# Where to buy?



## rmonge00 (Jun 17, 2011)

Where is the best place to buy cattle?  I am looking for two Dexters and am not sure where I should get them.  I need cows that are good and reputable, but not too expensive.  I don't care about breeding papers.  I know nothing about cows, so will not really know what to look for when checking them out.  Where is the best place?  Craigslist?  State fair?  Classifieds?  Where???

Thanks!

Ryan


----------



## herfrds (Jun 18, 2011)

Go online and do a breeder search. Stay away from sale barns, you know they are there for a reason.
Also go to the breeds web site and do a search there too.


----------



## redtailgal (Jun 18, 2011)

.


----------



## goodhors (Jun 18, 2011)

Good stock is from places that have time and money, "good reputations" so they don't sell junk.  You seldom get "reputable" animals, ones that develop like the breed photos, have good minds, when you buy cheap from the backyard breeders.

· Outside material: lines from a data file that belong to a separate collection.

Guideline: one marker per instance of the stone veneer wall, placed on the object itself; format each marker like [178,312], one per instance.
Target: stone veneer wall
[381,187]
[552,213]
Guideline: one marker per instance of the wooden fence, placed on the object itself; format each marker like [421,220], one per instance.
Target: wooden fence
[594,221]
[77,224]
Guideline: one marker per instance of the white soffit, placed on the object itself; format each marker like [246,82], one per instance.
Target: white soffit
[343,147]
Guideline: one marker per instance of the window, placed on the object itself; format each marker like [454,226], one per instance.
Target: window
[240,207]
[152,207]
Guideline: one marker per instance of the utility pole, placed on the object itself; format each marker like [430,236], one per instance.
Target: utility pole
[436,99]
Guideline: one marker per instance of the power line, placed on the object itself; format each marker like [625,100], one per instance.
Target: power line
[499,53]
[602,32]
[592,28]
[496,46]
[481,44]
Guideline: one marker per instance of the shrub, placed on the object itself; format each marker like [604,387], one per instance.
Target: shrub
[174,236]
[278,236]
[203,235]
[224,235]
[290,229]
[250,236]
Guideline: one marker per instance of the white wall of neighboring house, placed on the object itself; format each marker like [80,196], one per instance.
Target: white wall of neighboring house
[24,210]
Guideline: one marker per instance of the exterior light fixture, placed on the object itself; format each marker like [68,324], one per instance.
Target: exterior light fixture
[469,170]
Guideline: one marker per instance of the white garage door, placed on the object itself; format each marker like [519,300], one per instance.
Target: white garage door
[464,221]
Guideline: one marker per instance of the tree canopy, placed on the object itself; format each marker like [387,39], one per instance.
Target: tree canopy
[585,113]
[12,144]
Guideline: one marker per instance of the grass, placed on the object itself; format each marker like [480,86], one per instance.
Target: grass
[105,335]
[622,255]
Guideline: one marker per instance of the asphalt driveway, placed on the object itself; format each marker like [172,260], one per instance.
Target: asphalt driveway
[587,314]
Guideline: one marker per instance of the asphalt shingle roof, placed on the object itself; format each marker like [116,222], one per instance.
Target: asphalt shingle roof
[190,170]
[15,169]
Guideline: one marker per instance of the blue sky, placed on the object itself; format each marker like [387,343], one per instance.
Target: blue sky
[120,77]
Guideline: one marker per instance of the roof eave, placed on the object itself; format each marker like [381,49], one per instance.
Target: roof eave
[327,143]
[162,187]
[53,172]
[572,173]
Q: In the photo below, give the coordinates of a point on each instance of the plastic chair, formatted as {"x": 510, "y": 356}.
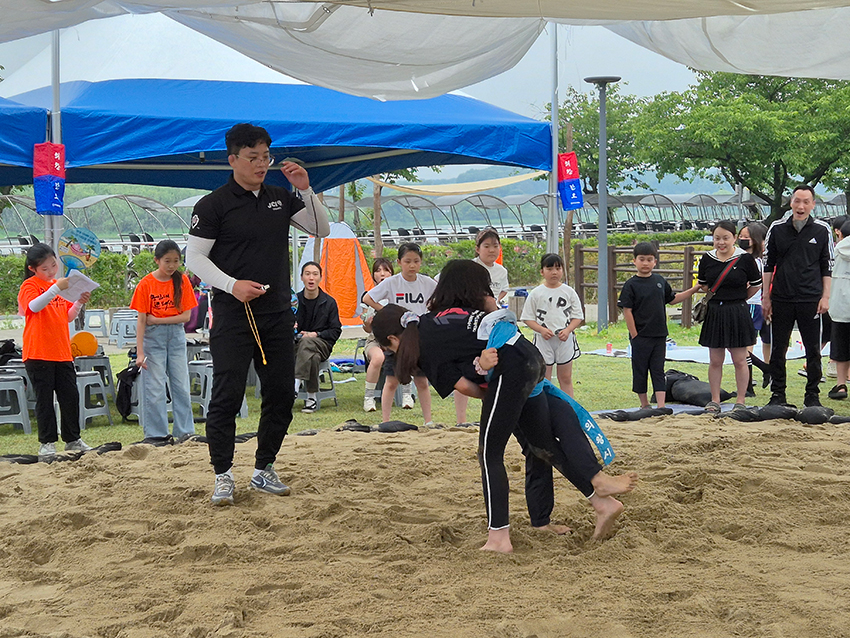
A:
{"x": 90, "y": 387}
{"x": 16, "y": 366}
{"x": 326, "y": 392}
{"x": 13, "y": 401}
{"x": 96, "y": 322}
{"x": 359, "y": 367}
{"x": 101, "y": 365}
{"x": 122, "y": 328}
{"x": 201, "y": 373}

As mentioned, look up the American Dexter Association, find some local breeders to buy from.  They WANT to help you find good animals, ENJOY owning Dexters, have been personally helpful when I call to ask them questions.

Your money is better invested in quality purchases, not quantity of cattle.  Good bloodline cows produce good calves, when you breed to quality bulls.  Dependable results in growth patterns, calving ease, breeding ease.  Papers are what tracks that quality for you, to allow you to know the history behind each animal.

You might want to "study up" a bit more on Dexters, cattle in general, before purchasing.  Body styles, legs under a cow or steer, can work for or against you as the animal reaches finished sizes.  There are REASONS that folks with cattle brag up their quality animals with good udders, being good mothers, fast finish calves.  They breed for those qualities, not cows they bought cheap with no records behind them.


----------



## FarmerMack (Jun 24, 2011)

An old farmer here in kentucky mumbled something about "find yer self a farmer with healthy cows that is selling baby cows" the man found me a deal on a 5 yr old Tennessee Walker Mare, trail broke, wagon broke.. they now call me the Yankee horse trader since i paid so little. I told em thats "damn Yankee" lol


----------



## Stubbornhillfarm (Jun 27, 2011)

I would also say that if the person you are thinking about buying from seems to scrutinize you as much as you are scrutinizing them...they are a quality seller.  They are concerned about what is going to happen to "thier" animal.  Enjoy them when you get them!


----------